Director: Gustav Moller

Cast: Jakob Cedergren

Length: 85 minutes

"Emergency Services, how can I help you?"
We've heard the voice. It's disciplined, calm, and often, annoyingly procedural, almost like a call-center employee with a strict instruction sheet. There is no room for sentiment. Most thrillers have a desperate hero or heroine or potential murder victim desperately dialing for help – this is the first bot-like tone they hear at the other end of the line, before the nearest patrol car is summoned. The official Danish entry for the Best Foreign Language Film at next year's Oscars puts a face to this tone. More importantly, it examines, with relentless suspense and a startling sense of humanity, the mentality of this voice. Jakob Cedergren is call dispatcher Asger Holm in Gustav Moller's The Guilty, and there is not a shot in the single-room film when the camera is not fixated on his tense face. There is not a moment in the film when Asger Holm simply "responds" – he reacts. That's what makes him both, the villain, and the hero, of the story.  

The Guilty begins with two calls that are designed to demonstrate that Emergency Services responders are more than just human questionnaires. The first is by a hallucinating drug addict who thinks he is dying. The second is by a sheepish man who is ashamed to admit that his car has been stolen by a sex worker in the Red Light district. In both cases, Asger is the one who has to read their voices. Here, it becomes evident that his job involves a sharp psychological dimension – a detective-like meticulousness that combines method and instinct to "rate" the level of danger and distinguish panic from paranoia.
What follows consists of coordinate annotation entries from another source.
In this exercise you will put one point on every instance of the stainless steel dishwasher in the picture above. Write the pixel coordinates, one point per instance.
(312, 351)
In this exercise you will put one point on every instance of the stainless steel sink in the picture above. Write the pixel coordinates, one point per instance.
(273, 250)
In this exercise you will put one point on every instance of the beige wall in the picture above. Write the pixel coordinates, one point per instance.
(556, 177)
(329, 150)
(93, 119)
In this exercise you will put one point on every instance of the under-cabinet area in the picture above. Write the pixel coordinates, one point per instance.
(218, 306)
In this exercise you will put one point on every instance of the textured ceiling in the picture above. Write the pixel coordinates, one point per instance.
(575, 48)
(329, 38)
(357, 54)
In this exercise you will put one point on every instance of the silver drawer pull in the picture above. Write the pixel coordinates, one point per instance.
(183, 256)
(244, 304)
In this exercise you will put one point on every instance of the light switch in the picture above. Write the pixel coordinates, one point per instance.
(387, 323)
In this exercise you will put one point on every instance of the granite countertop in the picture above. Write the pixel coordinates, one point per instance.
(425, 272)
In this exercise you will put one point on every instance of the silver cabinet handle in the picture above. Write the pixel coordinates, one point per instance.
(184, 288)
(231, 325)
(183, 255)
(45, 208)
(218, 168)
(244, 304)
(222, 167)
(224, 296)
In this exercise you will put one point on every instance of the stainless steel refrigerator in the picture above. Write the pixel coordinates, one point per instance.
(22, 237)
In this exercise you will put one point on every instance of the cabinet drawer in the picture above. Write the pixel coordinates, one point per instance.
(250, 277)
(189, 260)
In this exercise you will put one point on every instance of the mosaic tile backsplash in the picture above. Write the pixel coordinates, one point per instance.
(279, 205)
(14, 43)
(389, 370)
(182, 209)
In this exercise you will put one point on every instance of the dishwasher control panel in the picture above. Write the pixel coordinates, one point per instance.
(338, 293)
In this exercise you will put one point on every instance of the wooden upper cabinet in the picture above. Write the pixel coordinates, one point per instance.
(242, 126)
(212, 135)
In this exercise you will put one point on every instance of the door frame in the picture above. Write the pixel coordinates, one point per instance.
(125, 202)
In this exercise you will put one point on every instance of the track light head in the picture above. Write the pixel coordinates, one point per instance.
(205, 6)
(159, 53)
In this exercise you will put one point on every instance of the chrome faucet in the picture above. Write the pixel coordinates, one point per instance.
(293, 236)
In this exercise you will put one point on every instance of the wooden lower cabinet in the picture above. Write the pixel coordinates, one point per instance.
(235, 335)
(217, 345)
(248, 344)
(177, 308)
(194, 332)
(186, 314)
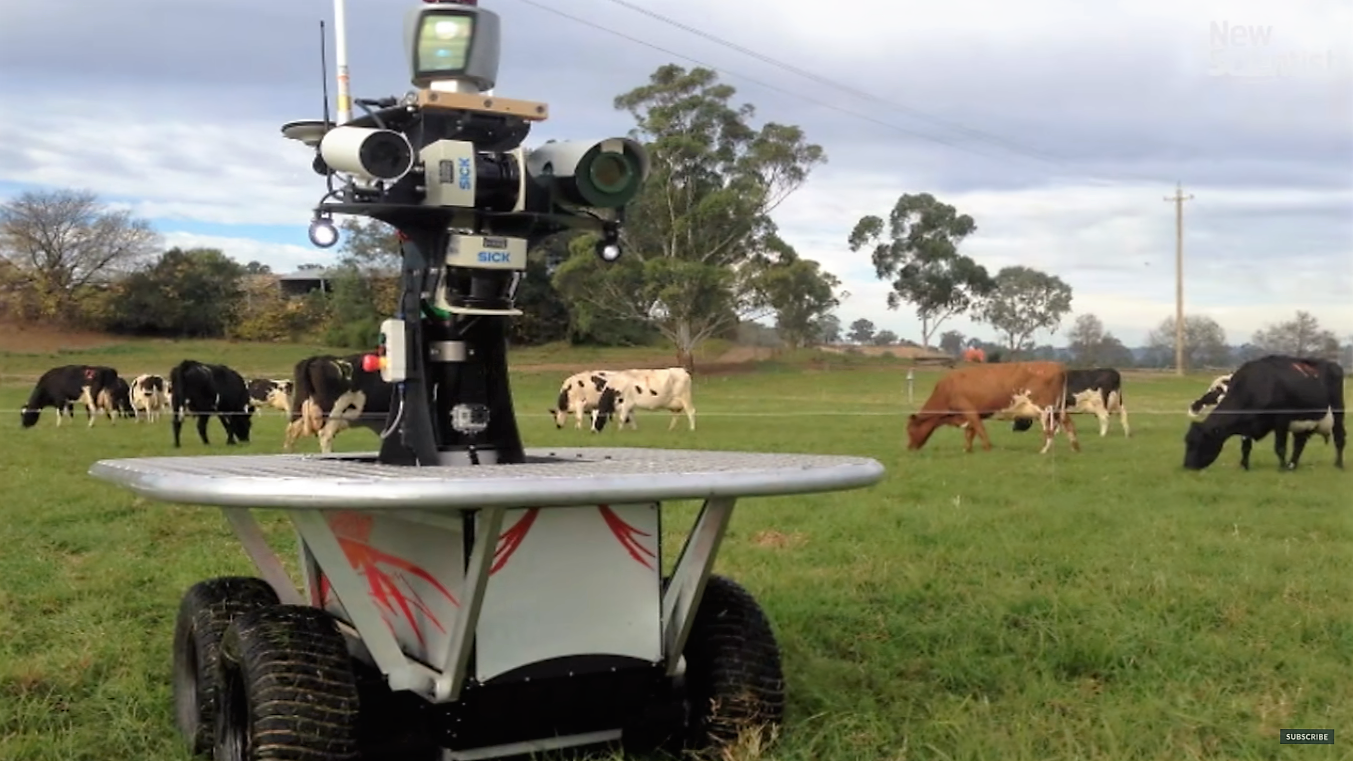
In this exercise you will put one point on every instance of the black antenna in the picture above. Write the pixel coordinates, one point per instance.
(324, 73)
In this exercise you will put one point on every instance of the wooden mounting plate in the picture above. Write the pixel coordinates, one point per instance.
(529, 110)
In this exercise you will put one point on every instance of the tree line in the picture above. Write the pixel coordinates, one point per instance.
(702, 256)
(701, 251)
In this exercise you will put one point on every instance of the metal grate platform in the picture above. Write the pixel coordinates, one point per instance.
(555, 477)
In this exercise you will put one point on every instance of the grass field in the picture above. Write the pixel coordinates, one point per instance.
(996, 605)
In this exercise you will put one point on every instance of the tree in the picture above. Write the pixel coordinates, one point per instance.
(1300, 336)
(65, 240)
(922, 257)
(194, 293)
(1024, 301)
(1204, 343)
(1085, 340)
(861, 331)
(951, 343)
(1114, 354)
(700, 220)
(797, 290)
(370, 244)
(830, 329)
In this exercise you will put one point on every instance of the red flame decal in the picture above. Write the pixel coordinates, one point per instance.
(627, 534)
(510, 540)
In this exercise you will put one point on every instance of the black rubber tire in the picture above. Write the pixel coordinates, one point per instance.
(734, 677)
(288, 691)
(204, 612)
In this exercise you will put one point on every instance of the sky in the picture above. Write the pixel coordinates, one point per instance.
(1060, 126)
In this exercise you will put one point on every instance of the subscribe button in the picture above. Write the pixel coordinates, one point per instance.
(1307, 737)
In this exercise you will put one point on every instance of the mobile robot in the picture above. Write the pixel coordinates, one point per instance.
(463, 597)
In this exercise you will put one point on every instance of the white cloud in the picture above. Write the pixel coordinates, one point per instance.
(1114, 245)
(1118, 92)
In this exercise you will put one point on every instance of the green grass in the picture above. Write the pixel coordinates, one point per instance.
(996, 605)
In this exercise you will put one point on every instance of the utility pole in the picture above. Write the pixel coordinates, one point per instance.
(1179, 198)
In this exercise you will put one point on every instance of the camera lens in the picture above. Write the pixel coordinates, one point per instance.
(610, 172)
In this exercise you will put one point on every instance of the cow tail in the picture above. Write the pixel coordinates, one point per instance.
(176, 381)
(301, 389)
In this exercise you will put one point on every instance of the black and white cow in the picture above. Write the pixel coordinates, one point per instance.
(148, 394)
(579, 394)
(1214, 394)
(646, 389)
(333, 393)
(1273, 394)
(58, 387)
(203, 390)
(112, 400)
(271, 393)
(1097, 392)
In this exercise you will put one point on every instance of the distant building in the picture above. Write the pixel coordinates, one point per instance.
(307, 280)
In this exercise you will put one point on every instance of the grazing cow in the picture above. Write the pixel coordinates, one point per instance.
(579, 394)
(58, 387)
(1005, 390)
(1217, 392)
(1099, 392)
(114, 401)
(203, 390)
(148, 394)
(1214, 394)
(332, 394)
(644, 389)
(1279, 394)
(268, 393)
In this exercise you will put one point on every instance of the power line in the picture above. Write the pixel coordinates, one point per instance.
(819, 79)
(1014, 152)
(1179, 198)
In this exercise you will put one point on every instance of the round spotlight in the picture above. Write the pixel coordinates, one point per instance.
(608, 251)
(322, 233)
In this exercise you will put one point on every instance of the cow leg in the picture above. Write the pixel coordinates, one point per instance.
(1298, 446)
(1280, 446)
(1053, 419)
(974, 428)
(1340, 439)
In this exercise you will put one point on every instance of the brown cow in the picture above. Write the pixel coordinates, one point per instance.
(1005, 390)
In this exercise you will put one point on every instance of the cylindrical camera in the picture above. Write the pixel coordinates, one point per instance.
(370, 153)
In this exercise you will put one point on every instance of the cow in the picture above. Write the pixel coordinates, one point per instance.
(112, 400)
(1215, 392)
(579, 394)
(148, 394)
(646, 389)
(333, 393)
(269, 393)
(1099, 392)
(58, 387)
(203, 390)
(1007, 390)
(1273, 394)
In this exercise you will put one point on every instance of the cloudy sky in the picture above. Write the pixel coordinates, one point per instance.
(1058, 125)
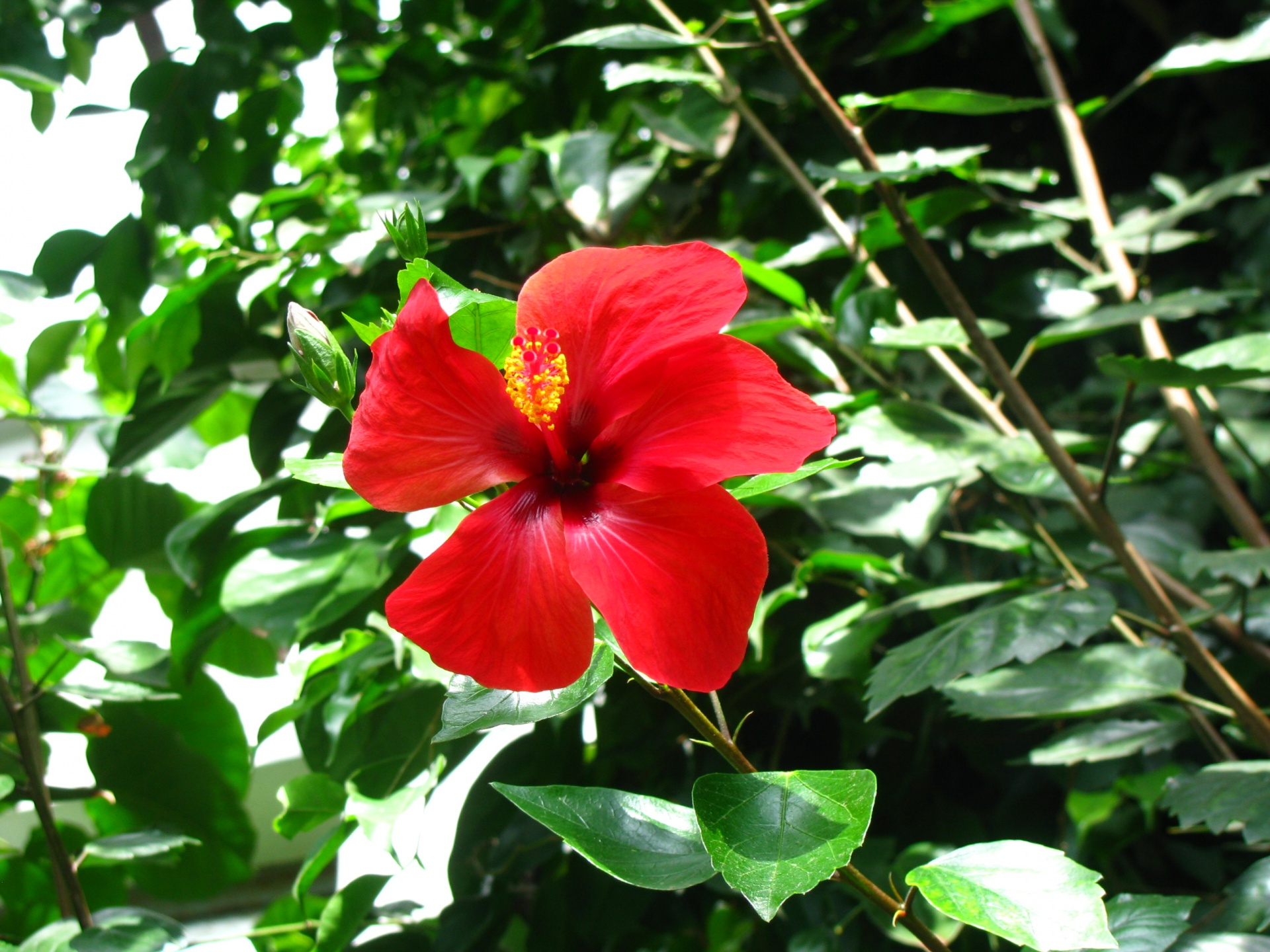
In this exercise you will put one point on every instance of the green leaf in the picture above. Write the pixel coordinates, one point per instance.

All this, through a short phone-call: Asger is merely a "Mindhunter" of the more common variety.

The protagonist has a thankless, crushing job, but for 85 real-time minutes, actor Jakob Cedergren makes it appear like his is a superhero-origins story that an everyman needs, not the one our movies deserve

The third call alerts the natural protector in him. It is by a kidnapped woman named Iben, who speaks in code from a van speeding down a highway. Her voice is childlike, terrified and tender – Asger has to understand her situation, suppress his allergy of rules and take control by mentally occupying her scene. In the process, we learn more about his own situation, and why he is different from his robotic colleagues. Making a haunted cop the protagonist of a film like this is a clever decision – he is vulnerable in a profession that requires him to ascertain the vulnerability of strangers. He becomes the classic movie underdog swimming against the shackles of authority, defying his seniors and wearing a cape – all from the confines of a computer desk. This expertly paced crisis, then, raises many worthwhile questions: How must it feel to be the first – and sometimes, the last – hope of survival for humans in peril? How frustrating is it to aid their rescue without actually rescuing them, to sit on a chair and engineer the fading fates of random people? Does this habit of passive action then seep into the personal life of trained professionals?

Imagine having to swoop in and out of a desperate mind, say a few comforting words and then pass on the "duty" of saving them to uniformed cops who will most likely get all the credit. It's a thankless, crushing job, but for 85 real-time minutes, actor Jakob Cedergren makes it appear like his is a superhero-origins story that an everyman needs, not the one our movies deserve. He delivers one of the most riveting performances of 2018, playing a character that must project the images and pathos of multiple parallel narratives using his face as a cinemascope screen. You can feel his lips go dry, or the soundscape of the film emulate the soundscape of his attention – often, he zones out when Iben is speaking, and the ambient sounds fade away to pinpoint the personality of their connection. At other times, a faint drumbeat-like score hides itself in the rhythmic folds of the windscreen wiper of the van he hears on the call. Locke, starring Tom Hardy as a man whose life unravels as he talks on his car-phone, is the only other film in recent memory that bears a similar physicality. But Cedergren's frames are more unforgiving, given that he occupies an office setting that allows him littler (emotional) space to maneuver in.

Swedish director Gustav Moller entrusts in him the responsibility of emoting a script that revels in choosing the most un-filmable story to tell the other stories. Stories of an ex-police partner, of a concerned boss, of two infants whose parents have abandoned them at home. For instance, most other filmmakers might have opted to employ the more kinetic perspective of Iben – abducted, mobile, mysterious – to suggest the resounding twist at the end. Hers makes for an equally empathetic and hard-hitting story, a film low-budget Hollywood directors might have lined up to make.

Director Gustav Moller seems to be aware of The Guilty's unique vantage point in context of the genre thriller. Perhaps that's why he has rejected remake offers from around the world

I had recently written on why European (and especially Scandinavian) filmmakers veer more towards the dramatic expression of workspace movies – the climate (it's raining outside in The Guilty), vast landscapes and isolated domestic culture (Asger is separated, he uses work as an escape) are major influences to the cinema they make. Moller seems to be aware of The Guilty's unique vantage point in context of the genre thriller. Perhaps that's why he has rejected remake offers from around the world. Not every film, after all, might have been able to amplify the urgency of a responder's attitude by extending the call beyond work-shift hours. In no other region might this truth have dawned upon us: Asger won't be paid extra, yet he is paying his dues.